Wednesday, April 08, 2015

Cavalock and The Gamers' Feast

It took me awhile but I finally found my way to the popular New Ubin Seafood restaurant in the heart of Sin Ming Industrial Estate earlier this week. Our regular boardgaming group hasn't been meeting up for games as often as we used to, which is kinda sad. But at least, we get to pig out together like this.


Let's see now, by the end of the night this is just some of the stuff nine hungry guys can eat:

- 3 crabs in bee hoon soup
- Pork collar
- Crispy pork knuckle German style
- 30 Canadian oysters
- Salted egg squid
- Large squid
- Large Hokkien prawn noodle special
- Large HK Kai Lan special
- 13 sticks of foie gras
- Phoenix chicken
- Signature meat platter

And of cos, the stars of the night... 3kg of amazing US Angus beef and a gorgeous bottle of 17-year-old Hibeki. Truly an unforgettable feast worthy of the gods with a princely price tag of over S$900.

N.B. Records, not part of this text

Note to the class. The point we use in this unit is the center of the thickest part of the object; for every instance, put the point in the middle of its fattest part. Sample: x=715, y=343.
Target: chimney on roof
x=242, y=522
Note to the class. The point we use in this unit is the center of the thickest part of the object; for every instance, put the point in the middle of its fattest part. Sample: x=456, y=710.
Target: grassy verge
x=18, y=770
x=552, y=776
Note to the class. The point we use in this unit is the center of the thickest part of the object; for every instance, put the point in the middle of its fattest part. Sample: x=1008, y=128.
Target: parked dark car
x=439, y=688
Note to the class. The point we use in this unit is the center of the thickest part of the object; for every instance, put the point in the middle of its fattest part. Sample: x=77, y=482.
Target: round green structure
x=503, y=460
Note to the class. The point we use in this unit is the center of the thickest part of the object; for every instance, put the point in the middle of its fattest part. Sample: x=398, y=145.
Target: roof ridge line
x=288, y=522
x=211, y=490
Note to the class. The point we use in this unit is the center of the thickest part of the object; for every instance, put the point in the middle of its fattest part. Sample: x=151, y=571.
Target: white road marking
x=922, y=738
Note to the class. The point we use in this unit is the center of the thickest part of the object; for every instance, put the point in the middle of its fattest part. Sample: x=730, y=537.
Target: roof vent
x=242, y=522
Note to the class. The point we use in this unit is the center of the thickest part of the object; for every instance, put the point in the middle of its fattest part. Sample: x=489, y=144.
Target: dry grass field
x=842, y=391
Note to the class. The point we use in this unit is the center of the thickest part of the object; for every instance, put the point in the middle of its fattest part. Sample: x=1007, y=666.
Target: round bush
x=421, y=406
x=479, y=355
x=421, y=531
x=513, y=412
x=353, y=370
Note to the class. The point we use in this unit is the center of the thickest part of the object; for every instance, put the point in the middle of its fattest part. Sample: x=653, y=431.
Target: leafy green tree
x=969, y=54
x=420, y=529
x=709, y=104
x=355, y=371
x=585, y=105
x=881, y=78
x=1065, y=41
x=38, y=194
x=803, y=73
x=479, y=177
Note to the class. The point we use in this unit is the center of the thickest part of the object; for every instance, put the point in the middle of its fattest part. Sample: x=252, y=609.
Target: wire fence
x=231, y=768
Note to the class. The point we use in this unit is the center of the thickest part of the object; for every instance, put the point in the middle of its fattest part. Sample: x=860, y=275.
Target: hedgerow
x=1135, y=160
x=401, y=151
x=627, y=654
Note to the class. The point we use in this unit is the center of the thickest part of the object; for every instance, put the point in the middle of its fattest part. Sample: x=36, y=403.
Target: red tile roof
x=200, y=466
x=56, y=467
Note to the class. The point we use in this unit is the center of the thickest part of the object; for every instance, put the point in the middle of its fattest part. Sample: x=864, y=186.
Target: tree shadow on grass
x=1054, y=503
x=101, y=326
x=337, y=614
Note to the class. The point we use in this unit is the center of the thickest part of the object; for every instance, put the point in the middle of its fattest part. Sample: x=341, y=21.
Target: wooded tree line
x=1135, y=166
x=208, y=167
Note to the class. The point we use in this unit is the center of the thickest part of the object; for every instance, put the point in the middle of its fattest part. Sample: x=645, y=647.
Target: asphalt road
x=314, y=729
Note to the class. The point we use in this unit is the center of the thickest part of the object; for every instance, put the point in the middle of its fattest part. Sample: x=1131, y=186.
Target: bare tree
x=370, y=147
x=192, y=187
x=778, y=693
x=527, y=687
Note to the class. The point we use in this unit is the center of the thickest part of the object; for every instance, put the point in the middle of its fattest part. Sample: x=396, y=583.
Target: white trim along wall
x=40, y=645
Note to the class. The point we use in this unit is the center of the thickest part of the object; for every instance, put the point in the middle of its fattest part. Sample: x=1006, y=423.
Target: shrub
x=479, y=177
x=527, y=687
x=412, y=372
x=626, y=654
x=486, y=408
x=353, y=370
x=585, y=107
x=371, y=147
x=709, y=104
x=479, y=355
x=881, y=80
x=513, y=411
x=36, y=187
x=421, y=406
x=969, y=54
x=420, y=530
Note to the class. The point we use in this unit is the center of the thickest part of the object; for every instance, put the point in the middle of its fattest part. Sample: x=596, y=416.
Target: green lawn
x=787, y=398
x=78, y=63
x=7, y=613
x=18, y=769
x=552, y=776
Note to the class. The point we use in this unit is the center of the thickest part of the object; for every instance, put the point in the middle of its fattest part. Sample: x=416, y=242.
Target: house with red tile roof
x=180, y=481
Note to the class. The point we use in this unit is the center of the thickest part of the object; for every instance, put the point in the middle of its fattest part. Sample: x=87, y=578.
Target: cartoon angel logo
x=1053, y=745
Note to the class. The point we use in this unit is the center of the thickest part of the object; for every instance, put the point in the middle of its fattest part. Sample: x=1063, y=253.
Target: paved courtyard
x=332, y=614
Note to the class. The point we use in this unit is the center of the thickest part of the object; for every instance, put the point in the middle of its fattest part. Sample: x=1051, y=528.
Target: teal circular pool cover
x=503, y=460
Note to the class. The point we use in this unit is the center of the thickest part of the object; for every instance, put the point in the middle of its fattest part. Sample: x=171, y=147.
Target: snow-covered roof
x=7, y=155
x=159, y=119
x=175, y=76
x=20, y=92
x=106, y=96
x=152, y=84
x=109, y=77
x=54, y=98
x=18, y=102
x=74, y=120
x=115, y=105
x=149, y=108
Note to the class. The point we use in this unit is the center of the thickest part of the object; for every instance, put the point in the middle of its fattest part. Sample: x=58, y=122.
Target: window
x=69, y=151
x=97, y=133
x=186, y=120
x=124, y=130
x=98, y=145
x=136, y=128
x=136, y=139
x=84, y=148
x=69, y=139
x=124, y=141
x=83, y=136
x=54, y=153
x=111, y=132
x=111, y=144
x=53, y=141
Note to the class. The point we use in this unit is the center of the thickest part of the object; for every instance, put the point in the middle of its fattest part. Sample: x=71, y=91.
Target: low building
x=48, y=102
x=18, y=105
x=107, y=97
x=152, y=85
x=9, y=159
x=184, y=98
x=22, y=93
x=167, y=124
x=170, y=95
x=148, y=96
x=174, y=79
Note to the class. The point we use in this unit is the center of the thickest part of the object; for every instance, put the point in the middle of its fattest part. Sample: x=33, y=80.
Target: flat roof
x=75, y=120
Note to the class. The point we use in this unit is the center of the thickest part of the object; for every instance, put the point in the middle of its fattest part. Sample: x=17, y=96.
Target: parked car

So on my way to the old family home today I noticed for the first time in my entire life, there are no more Gurkhas outside my late neighbour's residence. Instead there's just a lone chubby cop on guard duty. It kinda got me thinking about my old neighbour, not that I haven't been thinking about him for the last couple of weeks.

I guess growing up within 100 meters of his home, my memories of him may be a wee bit different from most people. My late aunts, uncles and mom made no qualms about their political leanings. Like most people their generation, they absolutely admired him and were eternally grateful for all he had done. Now you would think that I have seen him in person numerous times but the truth is I can count on one hand the number of times I have actually seen him up close or in person. Unfortunately the last time I saw him was late last year when his motorcade drove pass and I caught a glimpse of him alone in the backseat looking extremely frail. Yah, now that motorcade on the other hand, I see almost everyday when I was a kid. It would leave Oxley around noon daily and then make its way to the Istana. My most memorable moments were during National Day parades when the motorcade would zoom pass the family home and we would gather at our back kitchen doorway and wave at it. And that's the only time I can recall that he would ever wave back at us.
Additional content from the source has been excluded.